Une seconde partie beaucoup trop retorse et complexe narrativement qu'elle ne devrait l'être - la ou Terminator 1 et 2 assénaient leur riche intrigue avec simplicité -, alignant les rebondissements et les sauts temporels en veux-tu en voilà au point de paraitre méchamment tirée par les cheveux (Sarah Connor, comme dans la série, se téléporte dans le temps...), quand elle ne se perd pas dans une pluie de dialogues explicatifs parfois ennuyeux.
Derrière la caméra, Alan Taylor, qui ne brillait pas vraiment par son talent sur Thor : Le Monde des Ténèbres, suit à la lettre son cahier des charges au niveau action, en cornaquant des scènes certes spectaculaires et balancées à un rythme effréné mais tellement impersonnelles et botoxées au numérique que s'en est presque indécent.
Et c'est bien là que le bas blesse, car si le film avait toutes les cartes en main pour offrir un véritable troisième opus dans la droite lignée de ces illustres prédécesseurs, il manque clairement d'un vrai cinéaste à la barre capable de trancher dans le vif de volontés pas toujours maligne comme celle d'offrir un divertissement populaire à coups de violence lisse (classé tout public, la violence assumée qui était la cerise sur le gâteau des films de Cameron est ici invisible) et d'humour pas toujours très fin (les punchlines sont légions, et on joue un petit peu trop sur l'âge avancé de tonton Schwarzie), le tout porté par un casting plus bankable que finement choisit.

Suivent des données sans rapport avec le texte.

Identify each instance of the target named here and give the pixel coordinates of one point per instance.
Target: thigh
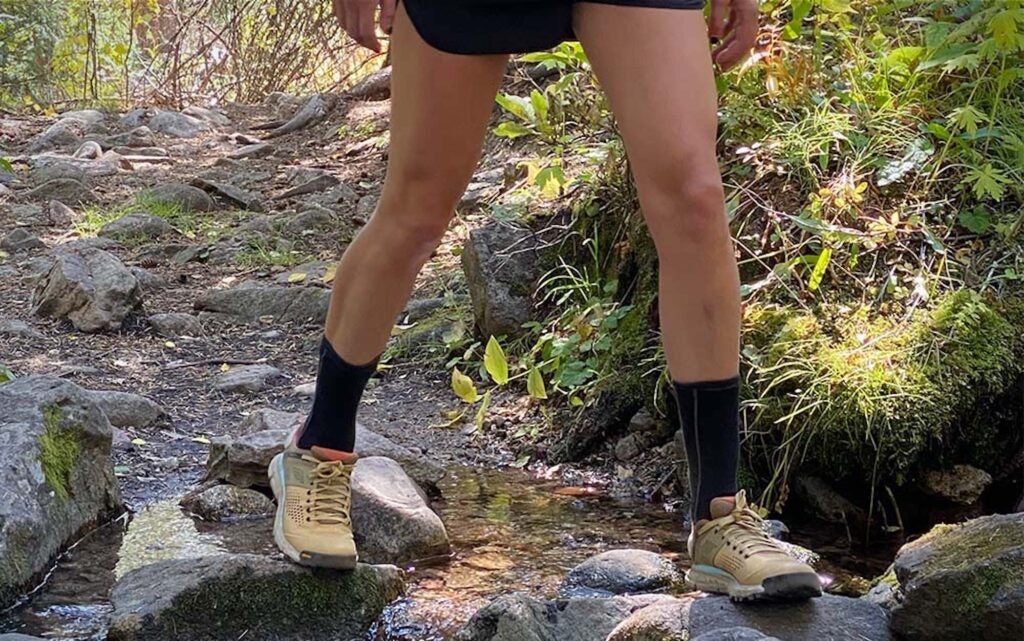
(440, 107)
(655, 67)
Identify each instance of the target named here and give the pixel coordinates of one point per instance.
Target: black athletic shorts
(478, 27)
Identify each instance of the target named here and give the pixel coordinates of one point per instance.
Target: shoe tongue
(324, 454)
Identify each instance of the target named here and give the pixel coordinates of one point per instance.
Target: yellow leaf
(463, 386)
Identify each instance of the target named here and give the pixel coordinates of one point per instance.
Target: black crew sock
(331, 423)
(709, 414)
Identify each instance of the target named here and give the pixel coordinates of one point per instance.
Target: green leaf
(496, 362)
(535, 384)
(463, 386)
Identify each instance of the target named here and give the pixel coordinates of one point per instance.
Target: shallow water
(510, 532)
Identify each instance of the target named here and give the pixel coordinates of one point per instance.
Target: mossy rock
(230, 596)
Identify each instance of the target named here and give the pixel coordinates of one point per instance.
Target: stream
(510, 531)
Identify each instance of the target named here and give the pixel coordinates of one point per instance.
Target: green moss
(59, 447)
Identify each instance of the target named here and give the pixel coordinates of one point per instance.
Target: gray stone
(502, 265)
(224, 503)
(174, 325)
(825, 618)
(248, 596)
(250, 302)
(126, 409)
(177, 125)
(963, 483)
(622, 571)
(136, 225)
(247, 378)
(183, 196)
(89, 287)
(963, 582)
(57, 474)
(20, 240)
(390, 516)
(520, 617)
(64, 189)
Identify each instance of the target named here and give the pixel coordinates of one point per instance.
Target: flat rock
(963, 582)
(225, 503)
(622, 571)
(247, 378)
(247, 596)
(390, 516)
(57, 474)
(89, 287)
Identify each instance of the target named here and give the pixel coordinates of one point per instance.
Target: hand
(356, 17)
(734, 24)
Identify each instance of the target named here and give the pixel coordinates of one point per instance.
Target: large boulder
(247, 596)
(963, 582)
(57, 475)
(521, 617)
(89, 287)
(390, 516)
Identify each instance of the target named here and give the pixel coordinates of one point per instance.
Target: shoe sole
(796, 587)
(275, 473)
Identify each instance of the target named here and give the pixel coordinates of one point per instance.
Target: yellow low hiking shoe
(731, 554)
(312, 525)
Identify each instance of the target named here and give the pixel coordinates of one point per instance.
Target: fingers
(741, 34)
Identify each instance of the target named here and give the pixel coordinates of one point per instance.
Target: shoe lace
(331, 495)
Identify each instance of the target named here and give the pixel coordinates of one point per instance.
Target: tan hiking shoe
(732, 555)
(312, 525)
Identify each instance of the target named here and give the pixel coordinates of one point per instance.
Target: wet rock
(390, 516)
(20, 240)
(126, 409)
(622, 571)
(502, 265)
(520, 617)
(174, 325)
(137, 226)
(64, 189)
(836, 618)
(247, 378)
(963, 483)
(183, 196)
(177, 125)
(247, 596)
(224, 503)
(252, 301)
(963, 582)
(89, 287)
(57, 474)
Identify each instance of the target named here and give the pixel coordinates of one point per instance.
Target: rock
(89, 287)
(20, 240)
(183, 196)
(177, 125)
(221, 503)
(963, 483)
(502, 267)
(622, 571)
(259, 150)
(832, 617)
(137, 226)
(963, 582)
(520, 617)
(247, 378)
(57, 474)
(175, 325)
(251, 302)
(660, 622)
(126, 409)
(390, 516)
(64, 189)
(254, 597)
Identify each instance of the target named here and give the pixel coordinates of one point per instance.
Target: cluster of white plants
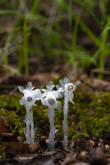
(48, 98)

Car si Emilia Clarke convainc plus ou moins (bon plus que moins parce que la Sarah cette fois est vraiment sexy) dans la peau badass de Sarah Connor, et que Jason Clarke sauve les meubles dans la peau pas forcément évidente d'un John Connor plus révolté qu'à l'accoutumée, c'est décemment la présence de Jai Courtney qui gâche véritablement la fête.
Aussi fade qu'un yaourt 0%, déjà horrible en rejeton MacClane dans le tout aussi foireux cinquième (ah tiens, là aussi cinquième film d'une franchise culte) opus de la saga Die Hard.

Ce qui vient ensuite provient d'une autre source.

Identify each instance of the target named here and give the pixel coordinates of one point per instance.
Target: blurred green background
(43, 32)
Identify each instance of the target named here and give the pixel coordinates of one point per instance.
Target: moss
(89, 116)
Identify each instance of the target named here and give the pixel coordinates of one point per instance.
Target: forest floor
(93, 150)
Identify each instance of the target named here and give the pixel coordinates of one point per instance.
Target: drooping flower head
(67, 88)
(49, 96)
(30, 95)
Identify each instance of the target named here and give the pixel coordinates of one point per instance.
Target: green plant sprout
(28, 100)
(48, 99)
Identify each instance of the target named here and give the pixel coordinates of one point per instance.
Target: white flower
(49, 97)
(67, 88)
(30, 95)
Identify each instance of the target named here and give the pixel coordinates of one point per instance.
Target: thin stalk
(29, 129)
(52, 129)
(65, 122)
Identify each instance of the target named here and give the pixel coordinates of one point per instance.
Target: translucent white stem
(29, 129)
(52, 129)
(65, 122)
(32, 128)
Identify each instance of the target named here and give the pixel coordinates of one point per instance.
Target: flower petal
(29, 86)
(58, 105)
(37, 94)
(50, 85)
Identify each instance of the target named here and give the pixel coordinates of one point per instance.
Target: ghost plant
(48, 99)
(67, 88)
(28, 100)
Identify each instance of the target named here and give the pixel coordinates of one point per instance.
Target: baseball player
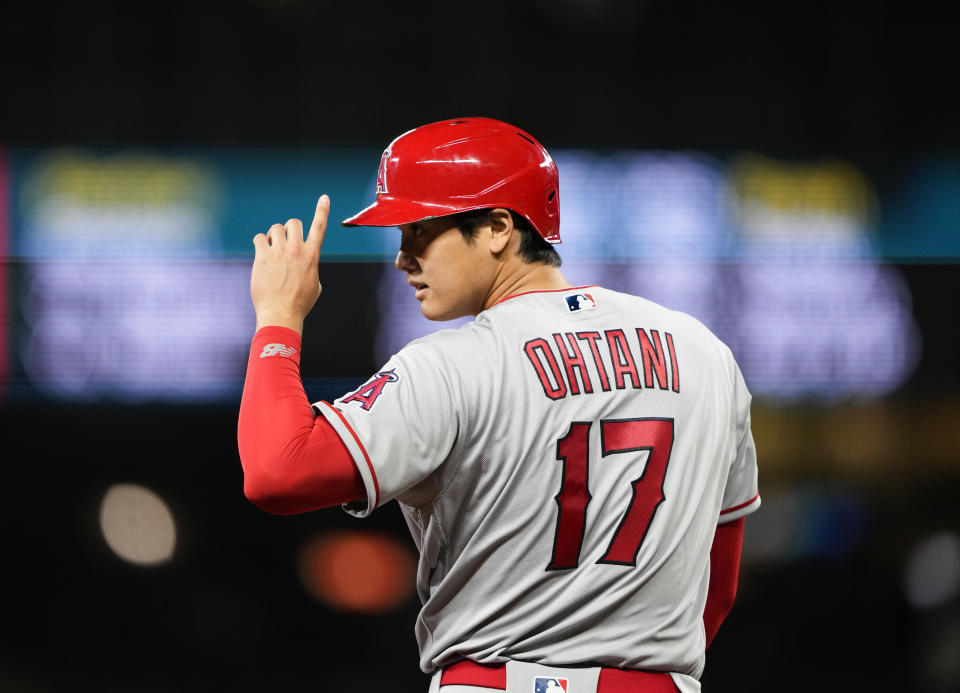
(574, 464)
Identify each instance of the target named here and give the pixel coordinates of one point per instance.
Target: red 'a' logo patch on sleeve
(369, 392)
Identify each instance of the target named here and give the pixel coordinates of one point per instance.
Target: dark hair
(532, 246)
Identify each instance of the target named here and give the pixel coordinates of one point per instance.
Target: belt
(468, 673)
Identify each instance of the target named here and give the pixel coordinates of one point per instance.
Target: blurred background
(788, 174)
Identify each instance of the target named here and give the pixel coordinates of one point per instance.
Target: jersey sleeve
(741, 494)
(400, 425)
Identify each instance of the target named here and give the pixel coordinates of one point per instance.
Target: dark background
(874, 83)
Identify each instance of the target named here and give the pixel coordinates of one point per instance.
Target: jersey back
(562, 463)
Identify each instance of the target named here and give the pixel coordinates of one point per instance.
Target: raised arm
(292, 461)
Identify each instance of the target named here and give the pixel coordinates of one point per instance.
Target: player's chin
(432, 310)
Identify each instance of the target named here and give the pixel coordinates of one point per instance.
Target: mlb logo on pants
(548, 684)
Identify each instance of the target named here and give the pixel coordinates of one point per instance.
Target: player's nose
(405, 262)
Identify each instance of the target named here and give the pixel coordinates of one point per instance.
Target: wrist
(277, 319)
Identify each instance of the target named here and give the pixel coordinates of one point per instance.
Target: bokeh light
(358, 571)
(932, 573)
(137, 525)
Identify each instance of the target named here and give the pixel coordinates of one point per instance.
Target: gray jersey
(562, 462)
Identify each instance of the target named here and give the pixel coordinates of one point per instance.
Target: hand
(284, 282)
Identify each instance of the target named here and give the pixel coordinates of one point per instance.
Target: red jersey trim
(738, 507)
(373, 473)
(543, 291)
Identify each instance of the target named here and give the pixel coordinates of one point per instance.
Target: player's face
(450, 277)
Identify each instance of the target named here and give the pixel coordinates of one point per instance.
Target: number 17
(617, 436)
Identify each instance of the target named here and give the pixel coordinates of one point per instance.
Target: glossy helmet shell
(461, 165)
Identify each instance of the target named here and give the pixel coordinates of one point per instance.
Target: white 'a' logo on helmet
(382, 173)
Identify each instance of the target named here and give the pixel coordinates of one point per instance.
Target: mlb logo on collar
(549, 684)
(580, 302)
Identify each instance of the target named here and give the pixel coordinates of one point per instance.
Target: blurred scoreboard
(126, 273)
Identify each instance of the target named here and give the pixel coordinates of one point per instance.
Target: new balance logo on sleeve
(277, 350)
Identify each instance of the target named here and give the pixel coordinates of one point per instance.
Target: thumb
(318, 228)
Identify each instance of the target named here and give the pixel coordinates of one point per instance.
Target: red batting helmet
(465, 164)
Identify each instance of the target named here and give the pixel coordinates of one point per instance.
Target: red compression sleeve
(724, 570)
(292, 461)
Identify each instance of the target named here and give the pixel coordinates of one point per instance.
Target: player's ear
(501, 229)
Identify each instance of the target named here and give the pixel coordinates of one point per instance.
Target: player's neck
(518, 278)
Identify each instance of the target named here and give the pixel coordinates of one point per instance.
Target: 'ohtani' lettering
(576, 363)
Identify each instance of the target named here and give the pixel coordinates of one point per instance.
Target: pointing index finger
(318, 228)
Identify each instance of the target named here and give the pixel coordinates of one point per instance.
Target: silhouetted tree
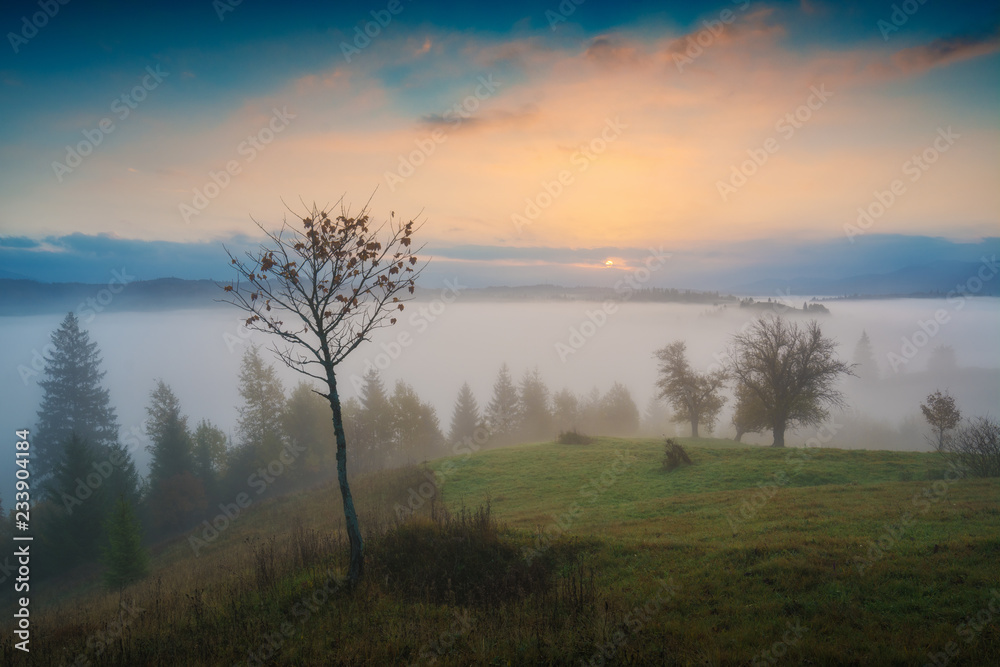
(533, 407)
(125, 559)
(336, 280)
(73, 524)
(176, 496)
(565, 410)
(502, 414)
(260, 426)
(308, 426)
(73, 400)
(976, 447)
(416, 431)
(750, 415)
(374, 423)
(694, 396)
(942, 414)
(465, 419)
(656, 418)
(209, 456)
(791, 371)
(865, 365)
(170, 441)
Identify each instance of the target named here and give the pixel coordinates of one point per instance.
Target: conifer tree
(465, 419)
(502, 414)
(533, 407)
(125, 559)
(74, 399)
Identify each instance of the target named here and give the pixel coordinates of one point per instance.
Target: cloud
(945, 51)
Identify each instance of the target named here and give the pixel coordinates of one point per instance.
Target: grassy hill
(749, 556)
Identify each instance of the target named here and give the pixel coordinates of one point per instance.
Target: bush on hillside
(674, 456)
(573, 438)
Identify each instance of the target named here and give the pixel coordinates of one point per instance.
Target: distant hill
(28, 297)
(935, 278)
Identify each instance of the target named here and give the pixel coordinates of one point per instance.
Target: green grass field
(749, 556)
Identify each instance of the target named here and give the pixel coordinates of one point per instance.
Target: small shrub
(466, 559)
(674, 456)
(976, 447)
(573, 438)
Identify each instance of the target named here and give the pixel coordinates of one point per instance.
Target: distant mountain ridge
(29, 297)
(940, 277)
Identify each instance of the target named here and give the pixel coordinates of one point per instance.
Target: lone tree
(74, 400)
(942, 414)
(694, 396)
(790, 372)
(124, 557)
(322, 290)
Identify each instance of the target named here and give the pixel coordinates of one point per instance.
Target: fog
(436, 346)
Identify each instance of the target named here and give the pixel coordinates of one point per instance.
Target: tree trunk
(350, 514)
(779, 435)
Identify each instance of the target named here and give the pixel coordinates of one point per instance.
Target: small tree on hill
(73, 400)
(124, 556)
(502, 413)
(942, 414)
(791, 372)
(694, 396)
(465, 419)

Plat, rarement charismatique, il peine à rendre vivant son Kyle Reese et son alchimie avec Clarke - la romance Connor/Reese est d'ailleurs totalement zappée - frôle le néant.
Reste que Schwarzenegger, impérial (même si il apparait de manière assez étrange dans la seconde moitié du métrage), porte si merveilleusement le film sur ses (toujours) larges épaules qu'il parviendrait presque à nous faire oublier la plupart des défauts du film sous le coup de la joie immense et nostalgique, de le voir reprendre son rôle le plus culte (par Krom, qu'est-ce que cela va être quand il reprendra l'épée de Conan !).
" Old, but not obsolete " et en véritable père pour Connor (plus encore qu'il l'était pour John dans Le Jugement Dernier), il crève l'écran et sa relation avec Emilia Clarke elle, ne manque cette fois-ci pas d'alchimie puisqu'elle est aussi touchante qu'irrésistible.
Pas complétement la purge redoutée sans pour autant incarner le blockbuster number one de l'été, Terminator Genisys incarne une pimpante série B de luxe, fun et respectueuse mais qui peine à se forger sa propre identité et s'avérant in fine à des années lumières de l'aura majestueuse et unique des deux premiers Terminator, deux blockbusters d'auteurs comme on en fait (presque) plus.
On n'en attendait pas grand chose, on en ressort donc pas forcément déçu pour autant.